Walaupun Pasal 6 ayat (1) a di atas memasukkan ganja sebagai narkotika golongan I, namun ayat (3) dari pasal itu sesungguhnya juga membuka ruang bagi adanya perubahan penggolongan narkotika. Ayat tersebut mengatur bahwa perubahan penggolongan narkotika diatur dengan peraturan menteri. Penulis menafsirkan bahwa menteri yang dimaksud oleh ayat itu adalah menteri kesehatan. Lalu, bagian penjelasan dari ayat tersebut menyatakan bahwa yang dimaksud dengan perubahan penggolongan narkotika adalah penyesuaian penggolongan narkotika berdasarkan kesepakatan internasional dan pertimbangan kepentingan nasional. Kalimat 'pertimbangan kepentingan nasional' tersebut bersifat penting sebagai dasar bagi negara (pemerintah) dalam melakukan perubahan berupa penyesuaian penggolongan narkotika.

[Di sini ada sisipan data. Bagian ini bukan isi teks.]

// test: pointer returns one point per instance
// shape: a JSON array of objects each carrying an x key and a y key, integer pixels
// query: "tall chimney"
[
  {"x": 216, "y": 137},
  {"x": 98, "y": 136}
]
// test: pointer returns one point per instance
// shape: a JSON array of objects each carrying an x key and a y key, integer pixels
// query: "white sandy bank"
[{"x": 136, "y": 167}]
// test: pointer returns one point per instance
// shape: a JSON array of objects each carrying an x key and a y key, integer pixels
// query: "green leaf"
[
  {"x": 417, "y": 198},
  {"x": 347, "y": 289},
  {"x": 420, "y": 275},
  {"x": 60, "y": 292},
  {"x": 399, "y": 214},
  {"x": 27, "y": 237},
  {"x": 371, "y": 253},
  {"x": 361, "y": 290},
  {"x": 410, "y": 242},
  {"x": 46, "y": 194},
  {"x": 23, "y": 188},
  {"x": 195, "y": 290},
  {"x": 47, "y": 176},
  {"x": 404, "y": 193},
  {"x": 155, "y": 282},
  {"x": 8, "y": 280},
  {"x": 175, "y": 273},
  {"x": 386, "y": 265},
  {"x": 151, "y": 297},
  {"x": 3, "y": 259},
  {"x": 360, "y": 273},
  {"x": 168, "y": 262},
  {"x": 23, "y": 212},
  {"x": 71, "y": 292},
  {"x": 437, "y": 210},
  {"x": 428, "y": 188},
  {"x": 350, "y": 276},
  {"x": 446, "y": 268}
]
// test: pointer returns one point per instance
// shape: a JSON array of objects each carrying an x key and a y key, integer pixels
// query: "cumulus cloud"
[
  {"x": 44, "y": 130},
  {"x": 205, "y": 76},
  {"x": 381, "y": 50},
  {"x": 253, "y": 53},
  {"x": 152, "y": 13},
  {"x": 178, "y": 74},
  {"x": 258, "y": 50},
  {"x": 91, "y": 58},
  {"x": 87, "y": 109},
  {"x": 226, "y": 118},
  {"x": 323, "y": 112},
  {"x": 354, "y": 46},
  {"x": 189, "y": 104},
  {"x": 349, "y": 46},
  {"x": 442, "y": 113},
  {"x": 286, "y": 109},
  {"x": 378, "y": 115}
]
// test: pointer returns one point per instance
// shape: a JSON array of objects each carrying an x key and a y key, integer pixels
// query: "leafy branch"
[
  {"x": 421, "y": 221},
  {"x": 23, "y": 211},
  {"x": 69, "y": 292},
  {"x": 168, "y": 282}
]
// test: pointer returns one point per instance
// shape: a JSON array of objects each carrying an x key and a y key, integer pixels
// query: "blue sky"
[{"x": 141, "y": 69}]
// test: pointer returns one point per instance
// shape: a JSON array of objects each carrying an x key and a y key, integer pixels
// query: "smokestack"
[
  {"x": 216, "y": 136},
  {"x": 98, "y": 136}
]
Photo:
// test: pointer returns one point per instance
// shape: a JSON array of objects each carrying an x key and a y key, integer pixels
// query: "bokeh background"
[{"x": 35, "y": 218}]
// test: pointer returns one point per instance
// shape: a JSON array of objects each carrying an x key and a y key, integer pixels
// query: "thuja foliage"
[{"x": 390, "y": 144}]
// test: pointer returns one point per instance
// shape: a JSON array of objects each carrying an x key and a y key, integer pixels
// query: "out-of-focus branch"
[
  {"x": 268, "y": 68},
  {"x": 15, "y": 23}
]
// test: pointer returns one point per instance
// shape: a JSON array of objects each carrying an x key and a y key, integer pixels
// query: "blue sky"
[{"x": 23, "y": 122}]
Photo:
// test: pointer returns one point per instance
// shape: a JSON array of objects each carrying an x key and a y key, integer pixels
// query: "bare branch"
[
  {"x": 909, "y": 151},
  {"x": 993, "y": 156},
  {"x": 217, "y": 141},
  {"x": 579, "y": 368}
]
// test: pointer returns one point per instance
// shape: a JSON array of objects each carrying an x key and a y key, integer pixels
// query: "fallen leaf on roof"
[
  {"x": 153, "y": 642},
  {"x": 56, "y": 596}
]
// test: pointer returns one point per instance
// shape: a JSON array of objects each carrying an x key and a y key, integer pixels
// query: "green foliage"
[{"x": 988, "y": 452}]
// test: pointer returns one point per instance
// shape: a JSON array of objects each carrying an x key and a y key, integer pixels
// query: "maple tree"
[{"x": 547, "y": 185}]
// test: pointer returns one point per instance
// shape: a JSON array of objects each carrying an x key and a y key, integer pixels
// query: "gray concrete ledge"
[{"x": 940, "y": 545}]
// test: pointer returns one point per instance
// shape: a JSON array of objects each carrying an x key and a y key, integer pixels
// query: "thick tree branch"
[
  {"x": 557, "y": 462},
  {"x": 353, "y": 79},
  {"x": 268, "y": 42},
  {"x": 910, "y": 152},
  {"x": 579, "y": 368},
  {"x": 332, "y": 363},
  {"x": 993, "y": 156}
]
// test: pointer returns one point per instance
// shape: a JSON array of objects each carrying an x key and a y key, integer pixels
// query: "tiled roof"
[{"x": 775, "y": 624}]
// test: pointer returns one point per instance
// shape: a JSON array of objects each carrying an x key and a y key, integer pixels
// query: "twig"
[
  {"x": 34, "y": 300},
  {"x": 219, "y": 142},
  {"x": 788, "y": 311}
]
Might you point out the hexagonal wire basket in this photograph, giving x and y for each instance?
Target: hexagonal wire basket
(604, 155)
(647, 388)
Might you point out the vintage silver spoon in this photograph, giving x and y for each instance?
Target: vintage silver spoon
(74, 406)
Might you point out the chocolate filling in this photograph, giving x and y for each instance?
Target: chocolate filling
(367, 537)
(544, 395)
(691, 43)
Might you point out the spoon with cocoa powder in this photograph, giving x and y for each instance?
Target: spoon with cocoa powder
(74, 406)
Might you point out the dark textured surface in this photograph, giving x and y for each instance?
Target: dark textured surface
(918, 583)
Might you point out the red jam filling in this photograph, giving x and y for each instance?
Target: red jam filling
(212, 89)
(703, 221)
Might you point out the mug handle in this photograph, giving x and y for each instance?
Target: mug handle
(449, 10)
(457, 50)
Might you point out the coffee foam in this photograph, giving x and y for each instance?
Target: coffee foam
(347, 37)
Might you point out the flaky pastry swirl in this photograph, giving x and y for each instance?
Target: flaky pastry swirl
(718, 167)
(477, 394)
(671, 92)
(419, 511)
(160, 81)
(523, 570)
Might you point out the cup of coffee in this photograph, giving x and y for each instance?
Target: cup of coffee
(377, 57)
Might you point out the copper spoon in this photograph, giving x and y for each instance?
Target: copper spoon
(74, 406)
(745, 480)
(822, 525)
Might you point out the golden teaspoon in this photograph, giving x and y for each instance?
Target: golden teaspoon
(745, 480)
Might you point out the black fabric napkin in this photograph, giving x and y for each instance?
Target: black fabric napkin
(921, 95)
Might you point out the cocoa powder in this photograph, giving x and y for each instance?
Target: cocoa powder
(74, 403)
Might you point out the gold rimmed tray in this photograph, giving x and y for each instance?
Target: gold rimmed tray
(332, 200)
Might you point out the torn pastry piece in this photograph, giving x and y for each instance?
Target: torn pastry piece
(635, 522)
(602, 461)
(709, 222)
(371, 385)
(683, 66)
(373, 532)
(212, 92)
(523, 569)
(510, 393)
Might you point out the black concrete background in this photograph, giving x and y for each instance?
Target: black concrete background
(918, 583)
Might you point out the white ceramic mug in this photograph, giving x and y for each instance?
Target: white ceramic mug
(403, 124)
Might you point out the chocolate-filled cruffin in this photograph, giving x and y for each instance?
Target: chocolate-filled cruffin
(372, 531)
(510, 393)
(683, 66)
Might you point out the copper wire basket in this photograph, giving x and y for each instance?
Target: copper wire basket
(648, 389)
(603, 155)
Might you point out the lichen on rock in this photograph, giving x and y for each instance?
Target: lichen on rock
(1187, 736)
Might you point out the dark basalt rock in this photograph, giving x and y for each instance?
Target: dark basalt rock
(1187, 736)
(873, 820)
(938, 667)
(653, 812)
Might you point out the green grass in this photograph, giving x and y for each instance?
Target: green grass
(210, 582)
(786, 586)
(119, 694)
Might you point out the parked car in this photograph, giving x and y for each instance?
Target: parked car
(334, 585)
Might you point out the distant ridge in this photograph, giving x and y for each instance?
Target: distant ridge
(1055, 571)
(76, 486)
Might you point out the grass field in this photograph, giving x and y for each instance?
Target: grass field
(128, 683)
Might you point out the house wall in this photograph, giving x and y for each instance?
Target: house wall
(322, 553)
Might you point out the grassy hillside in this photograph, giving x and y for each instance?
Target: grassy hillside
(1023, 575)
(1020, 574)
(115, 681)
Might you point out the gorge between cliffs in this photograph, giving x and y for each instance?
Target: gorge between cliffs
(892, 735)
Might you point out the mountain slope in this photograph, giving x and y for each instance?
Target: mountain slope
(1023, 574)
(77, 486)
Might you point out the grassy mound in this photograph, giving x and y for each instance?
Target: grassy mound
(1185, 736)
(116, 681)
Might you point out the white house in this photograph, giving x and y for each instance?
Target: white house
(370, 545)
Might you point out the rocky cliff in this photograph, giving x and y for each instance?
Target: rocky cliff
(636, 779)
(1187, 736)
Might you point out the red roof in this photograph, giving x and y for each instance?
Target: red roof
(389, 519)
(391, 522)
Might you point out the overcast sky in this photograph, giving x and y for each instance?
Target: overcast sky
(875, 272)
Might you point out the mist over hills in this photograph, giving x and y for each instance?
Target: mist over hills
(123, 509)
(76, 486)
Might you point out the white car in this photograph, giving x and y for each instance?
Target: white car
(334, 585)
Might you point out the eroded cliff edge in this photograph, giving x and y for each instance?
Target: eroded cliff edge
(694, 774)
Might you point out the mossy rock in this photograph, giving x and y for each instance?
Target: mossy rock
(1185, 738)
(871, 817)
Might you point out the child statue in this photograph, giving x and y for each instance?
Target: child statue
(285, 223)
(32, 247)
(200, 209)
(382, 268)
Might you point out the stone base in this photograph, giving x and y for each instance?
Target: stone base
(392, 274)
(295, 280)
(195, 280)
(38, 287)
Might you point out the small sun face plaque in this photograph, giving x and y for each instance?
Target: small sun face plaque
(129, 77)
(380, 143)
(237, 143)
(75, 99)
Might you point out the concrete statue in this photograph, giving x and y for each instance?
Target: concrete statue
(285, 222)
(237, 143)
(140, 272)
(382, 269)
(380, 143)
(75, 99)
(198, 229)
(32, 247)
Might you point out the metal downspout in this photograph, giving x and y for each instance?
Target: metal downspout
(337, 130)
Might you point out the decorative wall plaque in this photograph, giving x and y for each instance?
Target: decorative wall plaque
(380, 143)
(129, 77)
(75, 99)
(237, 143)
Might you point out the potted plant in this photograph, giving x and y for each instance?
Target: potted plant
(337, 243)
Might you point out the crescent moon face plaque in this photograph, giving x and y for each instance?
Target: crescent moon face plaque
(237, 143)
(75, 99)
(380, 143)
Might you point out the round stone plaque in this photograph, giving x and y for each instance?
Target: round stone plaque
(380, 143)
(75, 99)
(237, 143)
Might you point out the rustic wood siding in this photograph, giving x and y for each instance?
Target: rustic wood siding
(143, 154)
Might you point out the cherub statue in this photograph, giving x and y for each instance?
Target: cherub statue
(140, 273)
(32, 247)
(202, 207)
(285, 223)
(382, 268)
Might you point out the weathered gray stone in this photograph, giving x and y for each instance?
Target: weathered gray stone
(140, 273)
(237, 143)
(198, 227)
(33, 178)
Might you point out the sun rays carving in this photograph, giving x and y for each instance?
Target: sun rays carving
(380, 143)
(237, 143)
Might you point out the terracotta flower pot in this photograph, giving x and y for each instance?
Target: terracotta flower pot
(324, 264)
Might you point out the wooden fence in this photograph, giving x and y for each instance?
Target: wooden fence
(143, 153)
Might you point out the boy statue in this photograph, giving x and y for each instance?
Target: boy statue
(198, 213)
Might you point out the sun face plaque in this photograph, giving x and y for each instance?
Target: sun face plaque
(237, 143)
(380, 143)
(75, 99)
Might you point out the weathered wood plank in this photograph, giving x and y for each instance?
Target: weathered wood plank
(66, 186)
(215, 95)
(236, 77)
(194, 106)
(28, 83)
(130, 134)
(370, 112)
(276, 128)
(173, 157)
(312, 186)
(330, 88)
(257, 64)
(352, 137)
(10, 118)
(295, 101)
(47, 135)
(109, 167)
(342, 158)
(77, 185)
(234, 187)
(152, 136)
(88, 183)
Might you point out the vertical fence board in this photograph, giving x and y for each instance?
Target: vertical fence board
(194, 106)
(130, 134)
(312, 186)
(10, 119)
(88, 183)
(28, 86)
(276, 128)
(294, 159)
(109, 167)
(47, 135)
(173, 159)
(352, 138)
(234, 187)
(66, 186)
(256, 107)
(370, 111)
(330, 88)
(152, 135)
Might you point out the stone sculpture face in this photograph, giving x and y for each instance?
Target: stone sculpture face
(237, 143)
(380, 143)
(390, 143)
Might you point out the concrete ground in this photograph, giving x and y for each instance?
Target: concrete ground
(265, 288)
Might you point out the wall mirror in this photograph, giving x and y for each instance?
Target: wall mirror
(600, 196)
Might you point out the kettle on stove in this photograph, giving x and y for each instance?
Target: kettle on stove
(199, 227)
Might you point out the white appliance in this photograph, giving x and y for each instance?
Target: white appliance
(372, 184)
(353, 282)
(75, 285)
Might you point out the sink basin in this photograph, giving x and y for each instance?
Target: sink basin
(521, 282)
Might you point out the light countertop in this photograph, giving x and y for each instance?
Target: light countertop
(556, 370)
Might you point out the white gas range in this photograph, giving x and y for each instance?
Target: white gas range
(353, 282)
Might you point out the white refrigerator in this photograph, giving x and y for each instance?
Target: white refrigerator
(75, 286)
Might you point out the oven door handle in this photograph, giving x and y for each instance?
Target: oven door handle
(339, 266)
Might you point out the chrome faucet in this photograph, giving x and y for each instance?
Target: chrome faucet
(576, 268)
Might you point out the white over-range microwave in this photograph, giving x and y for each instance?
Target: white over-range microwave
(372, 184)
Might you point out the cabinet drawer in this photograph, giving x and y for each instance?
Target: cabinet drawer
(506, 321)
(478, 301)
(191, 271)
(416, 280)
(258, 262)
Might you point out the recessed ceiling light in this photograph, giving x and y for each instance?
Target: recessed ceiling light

Narkotika berkaitan erat dengan hak atas kesehatan. Menurut International Covenant on Economic, Social, and Cultural Rights General Comment No. 14: The Right to the Highest Attainable Standard of Health (Art. 12) tahun 2000 dinyatakan bahwa kesehatan adalah HAM yang bersifat fundamental bagi pelaksanaan HAM lainnya, dan setiap manusia berhak untuk menikmati standar pencapaian kesehatan tertinggi yang kondusif untuk hidup dalam suatu kehidupan yang bermartabat.
 
Kemudian, melalui UU No. 7 Tahun 1997, Indonesia telah meratifikasi Konvensi PBB tentang Pemberantasan Peredaran Gelap narkotika dan Psikotropika (United Nations Convention Against Illicit Traffic in Narcotic Drugs and Psychotropic Substances) 1988. Langkah itu menunjukkan bahwa Indonesia telah berkomitmen untuk senantiasa aktif mengambil bagian dalam setiap usaha memberantas penyalahgunaan dan peredaran gelap narkotika dan psikotropika. Lalu, dengan UU itu akan memberikan landasan hukum yang lebih kuat untuk mengambil langkah-langkah dalam upaya mencegah dan memberantas penyalahgunaan dan peredaran gelap narkotika dan psikotropika di dunia pada umumnya dan di Indonesia pada khususnya.

Implementasi pemenuhan hak atas kesehatan, antara lain, dapat dicapai melalui berbagai kebijakan negara (pemerintah) di bidang kesehatan. Oleh karena itu, dalam perspektif HAM, negara wajib untuk membuat kebijakan yang akan mengarah kepada terpenuhinya hak atas kesehatan (the right to health) sebagai suatu hak yang bersifat fundamental dan tidak dapat dipisahkan dari HAM lainnya, terutama hak untuk hidup (the right to life). 

Kebijakan negara untuk memberlakukan larangan penyalahgunaan dan peredaran gelap narkotika, serta melegalisasi ganja untuk kepentingan medis sesungguhnya merupakan bentuk konkret implementasi kewajiban negara dalam soal HAM, yaitu pemenuhan terhadap hak atas kesehatan dan hak untuk hidup. Dalam scope yang lebih luas, kebijakan tersebut tentunya dibuat demi meningkatkan derajat kesehatan sumber daya manusia Indonesia.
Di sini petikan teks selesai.